I'm confused, I assumed we were talking about the network layer.

If we are talking about storage, well, SATA can't give you more than ~5Gbps so I guess the answer is no? But also no one else can do it, unless they're using super exotic HDD tech (hint: they're not, it's actually the opposite).

What a weird thing to argue about, btw, literally everybody is running a network layer on top of storage that lets you have much higher throughput. When one talks about R2/S3 throughput no one (on my circle, ofc.) would think we are referring to the speed of their HDDs, lmao. But it's nice to see this, it's always amusing to stumble upon people with a wildly different point of view on things.

2 replies

JoshTriplett • 17 hours ago

We're talking about the user-visible behavior. You argued that because Cloudflare's CDN has an obscene amount of bandwidth, R2 will be able to saturate user bandwidth; that doesn't follow, hence my counterpoint that it could be bottlenecked on storage rather than network. The question at hand is what performance R2 offers, and that hasn't been answered.

There are any number of ways they could implement R2 that would allow it to run at full wire speed, but S3 doesn't run at full wire speed by default (unless you make many parallel requests) and I'd be surprised if R2 does.

1 reply

aipatselarom • 16 hours ago

n = 1 aside.

I have some large files stored in R2 and a 50Gbps interface to the world.

curl to Linode's speed test is ~200MB/sec.

curl to R2 is also ~200MB/sec.

I'm only getting 1Gbps but given that Linode's speed is pretty much the same I would think the bottleneck is somewhere else. Dually, R2 gives you at least 1Gbps.

renewiltord • 17 hours ago

No, most people aren’t interested in subcomponent performance, just in total performance. A trivial example is that even a 4-striped U2 NVMe disk array exported over Ethernet can deliver a lot more data than 5 Gbps and store mucho TiB.

1 reply

moralestapia • 17 hours ago

Thanks for +1 what I just said. So, apparently, it's not just me and my peers who think like this.

fragmede • 18 hours ago

Cloudflare's paid DDoS protection product being able to soak up insane L3/4 DDoS attacks doesn't answer the question as to whether or not the specific product, R2 from Cloudflare which has free egress is able to saturate a pipe.

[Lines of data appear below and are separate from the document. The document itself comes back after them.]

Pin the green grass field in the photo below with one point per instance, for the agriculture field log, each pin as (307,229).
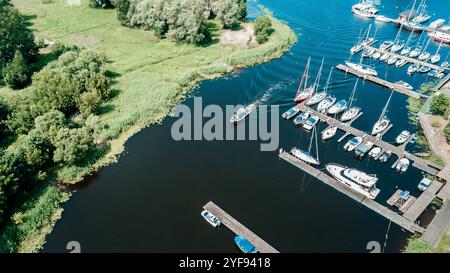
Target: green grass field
(151,77)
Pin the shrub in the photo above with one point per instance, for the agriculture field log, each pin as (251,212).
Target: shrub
(263,29)
(16,74)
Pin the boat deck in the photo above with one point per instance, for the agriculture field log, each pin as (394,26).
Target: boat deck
(239,229)
(390,85)
(371,204)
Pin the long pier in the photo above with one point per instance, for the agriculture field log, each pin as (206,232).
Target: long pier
(390,85)
(239,229)
(369,203)
(408,59)
(399,151)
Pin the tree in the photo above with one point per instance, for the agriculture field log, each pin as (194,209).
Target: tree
(14,35)
(229,13)
(56,90)
(16,73)
(263,29)
(439,104)
(73,145)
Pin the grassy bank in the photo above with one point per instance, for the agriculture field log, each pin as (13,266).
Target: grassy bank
(150,77)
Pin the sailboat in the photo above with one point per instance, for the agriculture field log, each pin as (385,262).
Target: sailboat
(307,92)
(306,156)
(318,96)
(383,122)
(436,57)
(353,111)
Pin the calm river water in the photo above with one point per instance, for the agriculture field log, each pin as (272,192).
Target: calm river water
(151,200)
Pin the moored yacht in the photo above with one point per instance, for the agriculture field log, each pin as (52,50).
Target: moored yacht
(356,180)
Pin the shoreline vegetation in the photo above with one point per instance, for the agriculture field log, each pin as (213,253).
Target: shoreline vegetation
(148,77)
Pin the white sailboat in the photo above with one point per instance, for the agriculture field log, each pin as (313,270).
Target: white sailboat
(306,155)
(352,111)
(383,122)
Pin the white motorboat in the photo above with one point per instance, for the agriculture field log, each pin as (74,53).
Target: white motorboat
(210,218)
(403,137)
(362,68)
(310,123)
(326,103)
(386,45)
(402,165)
(329,133)
(356,180)
(290,113)
(242,113)
(375,152)
(352,144)
(404,85)
(383,122)
(338,107)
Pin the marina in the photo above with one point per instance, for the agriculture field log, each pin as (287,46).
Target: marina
(239,229)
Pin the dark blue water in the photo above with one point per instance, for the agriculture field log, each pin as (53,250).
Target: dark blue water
(150,201)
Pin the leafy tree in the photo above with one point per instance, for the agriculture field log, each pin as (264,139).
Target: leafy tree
(229,13)
(89,102)
(14,35)
(72,145)
(439,104)
(263,29)
(16,73)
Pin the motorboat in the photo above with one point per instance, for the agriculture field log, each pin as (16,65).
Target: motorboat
(413,68)
(302,117)
(310,122)
(402,165)
(352,144)
(354,179)
(404,85)
(385,156)
(326,103)
(375,152)
(362,68)
(338,107)
(242,113)
(403,137)
(386,45)
(244,245)
(210,218)
(329,133)
(290,113)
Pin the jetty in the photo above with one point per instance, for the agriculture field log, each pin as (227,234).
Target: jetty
(425,165)
(369,203)
(239,229)
(398,88)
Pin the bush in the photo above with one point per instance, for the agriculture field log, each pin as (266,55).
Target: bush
(439,104)
(16,74)
(263,29)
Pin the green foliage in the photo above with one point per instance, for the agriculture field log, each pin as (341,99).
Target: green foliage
(263,29)
(16,74)
(447,132)
(73,145)
(14,35)
(439,104)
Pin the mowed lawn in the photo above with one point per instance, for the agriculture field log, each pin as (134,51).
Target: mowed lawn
(151,74)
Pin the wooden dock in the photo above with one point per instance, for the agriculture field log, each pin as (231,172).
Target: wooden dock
(239,229)
(390,85)
(399,151)
(422,202)
(371,204)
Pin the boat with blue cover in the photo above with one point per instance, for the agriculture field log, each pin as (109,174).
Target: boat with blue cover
(244,245)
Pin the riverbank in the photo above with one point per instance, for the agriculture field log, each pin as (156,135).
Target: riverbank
(151,76)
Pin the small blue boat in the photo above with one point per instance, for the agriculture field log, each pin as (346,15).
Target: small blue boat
(244,245)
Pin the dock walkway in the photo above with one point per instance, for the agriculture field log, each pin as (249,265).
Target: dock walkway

Cloudflare has the network to do that, but they charge money to do so with their other offerings, so why would they give that to you for free? R2 is not a CDN.

1 reply

moralestapia • 18 hours ago

>Can do 3.8 Tbps

>Can't do 10 Gbps

1 reply

fragmede • 18 hours ago

> can't read CDN

> Can't read R2

bananapub • 18 hours ago

that's completely unrelated. the way to soak up a ddos at scale is just "have lots of peering and a fucking massive amount of ingress".

neither of these tell you how fast you can serve static data.

1 reply

moralestapia • 18 hours ago

>that's completely unrelated

Yeah, I'm sure they use a completely different network infrastructure to serve R2 requests.

vtuulos • 18 hours ago

yes, this. In case you are interested in seeing some numbers backing this claim, see here https://outerbounds.com/blog/metaflow-fast-data

Source: I used to work at Netflix, building systems that pull TBs from S3 hourly

michaelt • 19 hours ago

I mean, it may be true in practice that most S3 workloads are throughput oriented and unconcerned with latency.

But if you look at https://aws.amazon.com/s3/ it says things like:

"Object storage built to retrieve any amount of data from anywhere"

"any amount of data for virtually any use case"

"S3 delivers the resiliency, flexibility, latency, and throughput, to ensure storage never limits performance"

So if S3 is not intended for low-latency applications, the marketing team haven't gotten the message :)

1 reply

troyvit • 18 hours ago

lol I think the only reason you're being downvoted is because the common belief at HN is, "of course marketing is lying and/or doesn't know what they're talking about."

Personally I think you have a point.

1 reply

mikeshi42 • 18 hours ago

I didn’t downvote but s3 does have low latency offerings (express). Which has reasonable latency compared to EFS iirc. I’d be shocked if it was as popular as the other higher latency s3 tiers though.